HOW can ANYONE deal with a blinker, while you are having a McDonald's hamburger and discussing tonight's dinner on the cell phone!!!

(Other things I would not have described at 16!!)


----------



## skiprat (Jul 16, 2008)

Keep munching on those Mc Crappy burgers and you wont see 65!!!!


----------



## ed4copies (Jul 16, 2008)

SKIPPY!!!!

Of all people, one of our resident Brits talks about FOOD?????

Our late-night comedian Jay Leno delivers dozens of jokes about British food -- tell me, what IS Britain's epicurean contribution???

(I like IRISH stew!!)
This IS a serious question, Steven, I sense an opportunity to learn something here.


----------



## redfishsc (Jul 16, 2008)

Man, to think of all the improvements in technology you've seen in your lifetime. 

I mean, remember back when you wanted something copied, you had to hold a piece of really thin papyrus over it and trace it out? 

And think of all the major events you've seen. Oh, the headlines. 

"SICK SEA DIED YESTERDAY"

"CAIN MURDERS ABEL"


Of course, you can't forget when the first pen kits came on the market, via our beloved fowl hunters. That was back before they discovered metal, but then again you didn't have to drill and glue in any brass tubes. All you had to do was shave off the end of the quill, grab a squid and juice him, dip the quill in the ink and go to it.


----------



## ed4copies (Jul 16, 2008)

All that sounds about right, only thing I don't remember:  When, in history, was there NOT a redfish???
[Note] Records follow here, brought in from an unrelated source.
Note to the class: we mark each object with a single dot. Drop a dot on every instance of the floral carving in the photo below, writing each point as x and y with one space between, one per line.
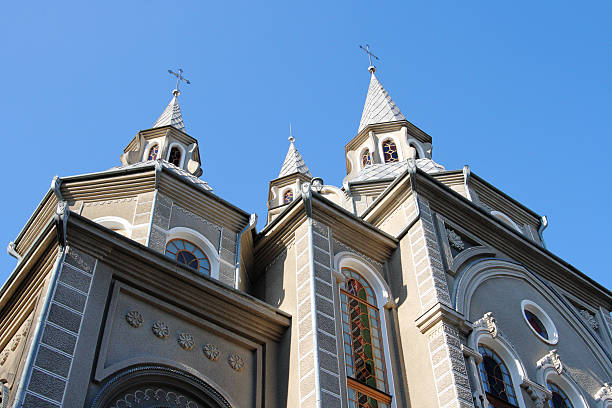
455 240
160 329
134 318
211 352
590 319
236 362
186 341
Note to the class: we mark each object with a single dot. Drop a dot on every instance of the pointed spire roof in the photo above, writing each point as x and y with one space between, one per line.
379 107
294 163
172 114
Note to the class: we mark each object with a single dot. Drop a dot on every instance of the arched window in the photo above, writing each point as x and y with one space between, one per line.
288 197
559 398
175 156
189 255
390 151
363 344
496 379
366 159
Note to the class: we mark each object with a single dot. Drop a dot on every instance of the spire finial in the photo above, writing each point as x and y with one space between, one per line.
179 78
371 68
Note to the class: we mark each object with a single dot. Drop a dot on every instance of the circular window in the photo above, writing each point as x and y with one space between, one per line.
539 322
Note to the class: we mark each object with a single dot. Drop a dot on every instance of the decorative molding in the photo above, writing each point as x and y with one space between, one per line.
590 319
211 352
160 329
186 341
134 318
236 362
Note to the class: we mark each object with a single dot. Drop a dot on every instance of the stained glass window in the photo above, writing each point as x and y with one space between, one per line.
496 379
536 323
175 156
559 398
363 344
390 151
153 152
366 159
189 255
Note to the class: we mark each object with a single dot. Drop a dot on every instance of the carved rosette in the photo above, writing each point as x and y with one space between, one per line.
134 318
186 341
211 352
160 329
236 362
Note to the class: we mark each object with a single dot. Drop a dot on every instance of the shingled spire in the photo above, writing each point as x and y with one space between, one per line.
379 107
294 163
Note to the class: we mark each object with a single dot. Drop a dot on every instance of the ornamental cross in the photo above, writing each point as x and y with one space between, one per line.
179 78
367 51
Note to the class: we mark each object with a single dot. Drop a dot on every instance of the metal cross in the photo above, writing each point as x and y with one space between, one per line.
179 77
367 50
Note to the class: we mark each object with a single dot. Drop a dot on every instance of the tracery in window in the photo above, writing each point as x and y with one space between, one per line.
496 379
189 255
390 151
363 344
175 156
366 159
559 398
153 152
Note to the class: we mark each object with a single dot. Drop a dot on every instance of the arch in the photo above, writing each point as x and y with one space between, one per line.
201 242
142 386
117 224
382 294
181 149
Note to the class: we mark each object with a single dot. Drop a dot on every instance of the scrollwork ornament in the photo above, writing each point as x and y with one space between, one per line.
160 329
186 341
134 318
211 352
236 362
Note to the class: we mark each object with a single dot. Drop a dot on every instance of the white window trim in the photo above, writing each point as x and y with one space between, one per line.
551 329
382 291
201 242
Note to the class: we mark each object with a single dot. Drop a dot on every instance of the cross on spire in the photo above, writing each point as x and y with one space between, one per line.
179 78
366 49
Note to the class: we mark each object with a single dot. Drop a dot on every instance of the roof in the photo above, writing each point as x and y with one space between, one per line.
294 163
172 114
378 107
393 170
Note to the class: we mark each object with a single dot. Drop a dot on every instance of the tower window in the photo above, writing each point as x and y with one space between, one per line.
366 159
496 380
175 156
390 151
559 398
363 344
153 152
189 255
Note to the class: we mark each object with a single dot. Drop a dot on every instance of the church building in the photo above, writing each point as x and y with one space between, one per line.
410 285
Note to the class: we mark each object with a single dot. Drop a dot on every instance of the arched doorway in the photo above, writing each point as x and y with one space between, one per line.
158 387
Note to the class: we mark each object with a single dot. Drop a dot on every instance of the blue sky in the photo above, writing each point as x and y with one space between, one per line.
519 91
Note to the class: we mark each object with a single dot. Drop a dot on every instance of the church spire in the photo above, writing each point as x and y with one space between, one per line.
294 163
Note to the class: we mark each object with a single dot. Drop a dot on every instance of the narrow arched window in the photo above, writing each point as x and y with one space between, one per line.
496 380
366 159
175 156
153 152
390 151
188 254
363 344
559 398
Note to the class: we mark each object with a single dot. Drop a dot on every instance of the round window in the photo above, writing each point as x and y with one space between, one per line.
539 322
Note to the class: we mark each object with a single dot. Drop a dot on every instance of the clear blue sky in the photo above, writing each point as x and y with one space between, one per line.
520 91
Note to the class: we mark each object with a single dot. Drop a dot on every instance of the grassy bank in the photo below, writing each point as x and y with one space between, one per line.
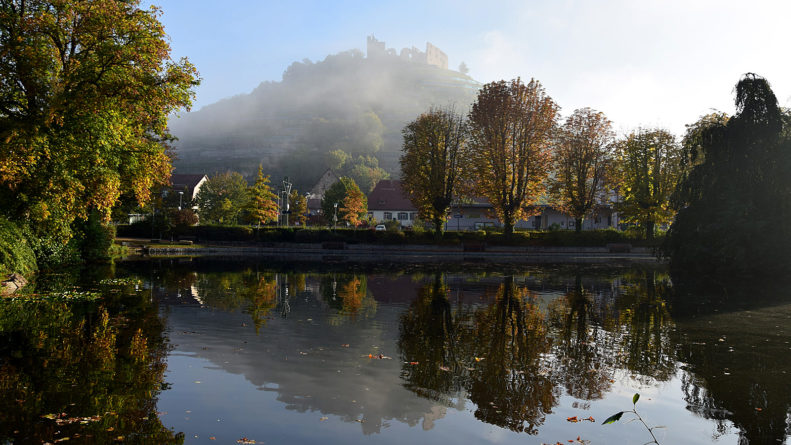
246 234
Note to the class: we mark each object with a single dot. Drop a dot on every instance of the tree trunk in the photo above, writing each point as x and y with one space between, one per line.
649 230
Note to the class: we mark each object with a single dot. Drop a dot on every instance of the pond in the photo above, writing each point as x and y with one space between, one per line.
235 351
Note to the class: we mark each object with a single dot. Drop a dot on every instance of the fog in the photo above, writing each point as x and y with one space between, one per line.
345 112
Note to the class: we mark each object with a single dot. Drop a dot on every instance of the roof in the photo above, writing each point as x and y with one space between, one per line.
185 181
387 195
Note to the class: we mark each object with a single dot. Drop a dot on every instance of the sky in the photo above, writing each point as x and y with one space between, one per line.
644 63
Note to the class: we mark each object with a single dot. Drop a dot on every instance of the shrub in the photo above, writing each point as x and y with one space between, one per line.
16 253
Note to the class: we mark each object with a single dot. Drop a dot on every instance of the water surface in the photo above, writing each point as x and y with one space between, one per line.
200 351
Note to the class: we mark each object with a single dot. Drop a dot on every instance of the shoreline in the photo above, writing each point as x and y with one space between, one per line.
413 253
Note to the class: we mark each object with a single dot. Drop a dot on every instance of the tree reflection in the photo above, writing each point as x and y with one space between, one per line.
492 352
69 360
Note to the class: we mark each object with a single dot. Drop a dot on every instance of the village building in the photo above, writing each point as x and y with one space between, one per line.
387 202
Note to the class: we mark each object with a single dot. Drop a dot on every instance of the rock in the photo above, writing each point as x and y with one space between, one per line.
13 283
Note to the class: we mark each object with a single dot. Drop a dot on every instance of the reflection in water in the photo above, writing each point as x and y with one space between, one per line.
92 370
512 350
I think it predates EVEN ME!!!


----------



## rdunn12 (Jul 16, 2008)

> _Originally posted by ed4copies_
> 
> SKIPPY!!!!
> 
> ...



Well they have hot dogs in a can![xx(][xx(]That's just nasty.[xx(][]


----------



## redfishsc (Jul 16, 2008)

> _Originally posted by ed4copies_
> 
> All that sounds about right, only thing I don't remember:  When, in history, was there NOT a redfish???
> 
> I think it predates EVEN ME!!!



I dunno, good question. If I should ever happen to cut my thumb off in the shop, I'll be sure to count the rings and see. Or perhaps I could have some belly button lint carbon-dated. A bit of fossilization might explain why people accuse me of being stiff-necked. 

Now before people actually go and think that I'm old, (not saying you are old Ed--- I'm just saying you are annually gifted)--- I need to post a pic to prove my age. 

Here you can clearly see the date stamped "5-31-2008" and yes, that is A.D. I'm not day over 30 1/2 years old. 

Not a grey hair nor liverspot in sight. Well, yet anyway. I just hope I don't get the nicotine colored mustache that my dad had, then again I don't smoke a tobacco field every day either.

Now do I look old to y'all? 








That being said, you can obviously see that my mouth is indeed as big as some accuse--- that guy in the pic can almost fit his whole head in there if he took the hat off.


----------



## Ligget (Jul 17, 2008)

Happy Birthday Ed, hope you had a great day my friend!


----------